Ela mostrava traços visíveis do pai. Talvez, o olhar profundo, o formato do rosto, o perfil. Elisabeth - era assim sempre que eu a tratava -, foi professora pública municipal e estadual. Formada pelo respeitado Instituto de Educação do Rio de Janeiro da Rua Mariz e Barros. Chegou a ser diretora de escola pública. Por ela se aposentou. Era uma pessoa distinta, discreta e fez boa amizade com Elza, minha mulher, até mais do que comigo Se comunicavam. de quando em quando, pelo telefone ou, por vezes, se cruzavam pelas ruas da Tijuca, vizinhas à Praça Saens Peña, ou mesmo entrando ou saindo de bancos perto daquela Praça.
Elisabeth era uma dama, uma pessoa sincera, de olhar vivo e semblante simpático. Procurava o equilíbrio no interagir com os outros.Tinha, enfim, personalidade. Tinha duas adorações: seu filho Sergio e a memória do pai famoso. Mas, ao que me parece, não era de alardear as virtudes do pai-poeta e grande poeta. Não sei como era o seu dia-a-dia como professora ou diretora de escola. Mas, presumo que o passava na simplicidade das ações, no cumprimento dos deveres. Tudo de modo discreto, sem desejar aparecer, sem pretender chamar a atenção para si.
Trabalhara em escolas do subúrbio carioca.
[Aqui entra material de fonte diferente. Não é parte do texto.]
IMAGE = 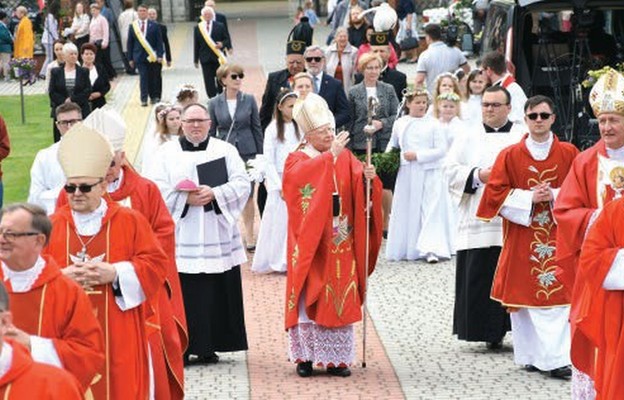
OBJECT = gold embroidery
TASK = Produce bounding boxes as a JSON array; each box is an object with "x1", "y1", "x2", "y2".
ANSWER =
[
  {"x1": 325, "y1": 280, "x2": 357, "y2": 317},
  {"x1": 299, "y1": 183, "x2": 316, "y2": 215}
]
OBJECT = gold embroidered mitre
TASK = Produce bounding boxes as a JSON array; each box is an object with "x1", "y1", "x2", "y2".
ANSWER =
[
  {"x1": 293, "y1": 93, "x2": 334, "y2": 133},
  {"x1": 84, "y1": 107, "x2": 126, "y2": 152},
  {"x1": 589, "y1": 67, "x2": 624, "y2": 116},
  {"x1": 58, "y1": 123, "x2": 113, "y2": 179}
]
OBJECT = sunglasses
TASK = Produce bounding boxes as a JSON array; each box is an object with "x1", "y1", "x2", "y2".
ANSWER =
[
  {"x1": 527, "y1": 113, "x2": 552, "y2": 121},
  {"x1": 63, "y1": 179, "x2": 103, "y2": 194}
]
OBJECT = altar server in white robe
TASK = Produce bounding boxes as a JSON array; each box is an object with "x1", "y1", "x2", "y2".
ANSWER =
[
  {"x1": 145, "y1": 103, "x2": 251, "y2": 365},
  {"x1": 28, "y1": 102, "x2": 82, "y2": 215},
  {"x1": 386, "y1": 90, "x2": 452, "y2": 263},
  {"x1": 251, "y1": 89, "x2": 301, "y2": 272}
]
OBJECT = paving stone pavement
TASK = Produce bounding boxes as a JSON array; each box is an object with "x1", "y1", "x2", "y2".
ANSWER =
[{"x1": 0, "y1": 2, "x2": 570, "y2": 400}]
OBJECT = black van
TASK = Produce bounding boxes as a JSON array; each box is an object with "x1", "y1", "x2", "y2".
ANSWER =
[{"x1": 481, "y1": 0, "x2": 624, "y2": 149}]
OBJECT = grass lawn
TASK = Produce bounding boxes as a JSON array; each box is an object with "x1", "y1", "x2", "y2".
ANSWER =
[{"x1": 0, "y1": 94, "x2": 53, "y2": 204}]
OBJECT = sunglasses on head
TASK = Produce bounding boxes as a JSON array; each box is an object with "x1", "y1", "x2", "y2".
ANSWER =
[
  {"x1": 527, "y1": 113, "x2": 552, "y2": 121},
  {"x1": 63, "y1": 179, "x2": 103, "y2": 194}
]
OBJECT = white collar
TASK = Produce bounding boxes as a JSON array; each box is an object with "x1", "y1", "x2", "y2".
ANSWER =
[
  {"x1": 0, "y1": 341, "x2": 13, "y2": 378},
  {"x1": 72, "y1": 199, "x2": 108, "y2": 236},
  {"x1": 2, "y1": 256, "x2": 45, "y2": 293}
]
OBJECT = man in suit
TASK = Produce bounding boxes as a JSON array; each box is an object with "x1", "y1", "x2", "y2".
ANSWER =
[
  {"x1": 355, "y1": 32, "x2": 407, "y2": 103},
  {"x1": 193, "y1": 7, "x2": 231, "y2": 98},
  {"x1": 303, "y1": 45, "x2": 351, "y2": 131},
  {"x1": 147, "y1": 7, "x2": 171, "y2": 105},
  {"x1": 204, "y1": 0, "x2": 232, "y2": 52},
  {"x1": 128, "y1": 4, "x2": 164, "y2": 107},
  {"x1": 260, "y1": 40, "x2": 305, "y2": 132}
]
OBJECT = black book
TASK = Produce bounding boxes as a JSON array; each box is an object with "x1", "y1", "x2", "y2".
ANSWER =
[{"x1": 197, "y1": 157, "x2": 228, "y2": 214}]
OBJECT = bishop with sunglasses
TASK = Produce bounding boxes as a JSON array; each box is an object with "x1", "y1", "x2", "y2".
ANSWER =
[
  {"x1": 477, "y1": 96, "x2": 578, "y2": 378},
  {"x1": 46, "y1": 124, "x2": 167, "y2": 399}
]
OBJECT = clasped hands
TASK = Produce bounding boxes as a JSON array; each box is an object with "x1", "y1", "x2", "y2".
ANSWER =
[
  {"x1": 532, "y1": 182, "x2": 554, "y2": 203},
  {"x1": 63, "y1": 261, "x2": 117, "y2": 290},
  {"x1": 186, "y1": 185, "x2": 215, "y2": 206}
]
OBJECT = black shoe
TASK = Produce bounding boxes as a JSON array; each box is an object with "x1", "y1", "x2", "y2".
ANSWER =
[
  {"x1": 485, "y1": 342, "x2": 503, "y2": 350},
  {"x1": 524, "y1": 364, "x2": 539, "y2": 372},
  {"x1": 297, "y1": 361, "x2": 312, "y2": 378},
  {"x1": 327, "y1": 367, "x2": 351, "y2": 378},
  {"x1": 548, "y1": 365, "x2": 572, "y2": 379}
]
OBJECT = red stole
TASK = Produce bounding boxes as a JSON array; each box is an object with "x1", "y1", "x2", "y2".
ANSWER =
[
  {"x1": 477, "y1": 135, "x2": 578, "y2": 307},
  {"x1": 283, "y1": 151, "x2": 382, "y2": 329},
  {"x1": 0, "y1": 257, "x2": 104, "y2": 391},
  {"x1": 571, "y1": 200, "x2": 624, "y2": 400}
]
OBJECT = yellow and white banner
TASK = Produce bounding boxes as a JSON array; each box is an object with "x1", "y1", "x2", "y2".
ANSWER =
[
  {"x1": 197, "y1": 21, "x2": 227, "y2": 65},
  {"x1": 132, "y1": 20, "x2": 158, "y2": 62}
]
Talvez ninguém mesmo soubesse no trabalho que ali estava a filha do maior poeta piauiense e de um dos mais completos líricos brasileiros, que ainda precisa de ser mais estudado, pois, a meu ver, em muitos aspectos, é superior ao popularíssimo Augusto dos Anjos (1884-1914), cuja obra acabo de reler. Vestia-se sempre com elegância discreta, sem exageros de vaidades.A discrição não impedia que nela reconhecêssemos uma lady, uma mulher refinada, uma tijucana de atitudes delicadas e comedidas. Elisabeth era zelosa ao extremo de tudo que dissesse respeito à obra do poeta ou a pertences do pai. Não seria fácil conseguir-lhe “um empréstimo” do que representasse o espólio literário paterno.
Seria preciso muito tato para que ela dele abrisse mão. Eu a entendo muito mais agora que nos deixou há três meses. E nos deixou sem avisar, porque era ainda bem disposta e relativamente moça. Só soube das suas exéquias um mês depois por motivos que só a cidade grande pode explicar. Fui assistir à missa de um mês de seu falecimento, celebrada pelo próprio filho, que hoje é Monsenhor e Capelão da belíssima Igreja do Outeiro da Glória, acompanhado de outro padre.
Tudo foi comovente, e tudo lembrava-lhe a pessoa pela discrição, simplicidade, sobriedade. Quiçá como ela mesma desejasse. A missa aconteceu numa igreja do seu amado bairro da Tijuca, na igreja Nossa Senhora do Líbano, tantas vezes frequentada por ela e que fica perto de uma apartamento onde ela morou com a mãe por um bom tempo. Não verei mais essa discreta mulher, essa educada senhora andando pelas velhas ruas da Tijuca, fazendo compras ou resolvendo assuntos pessoais em bancos. Seguramente vai fazer falta a todos nós que, um dia, tivemos o prazer de fazer parte do seu discreto convívio.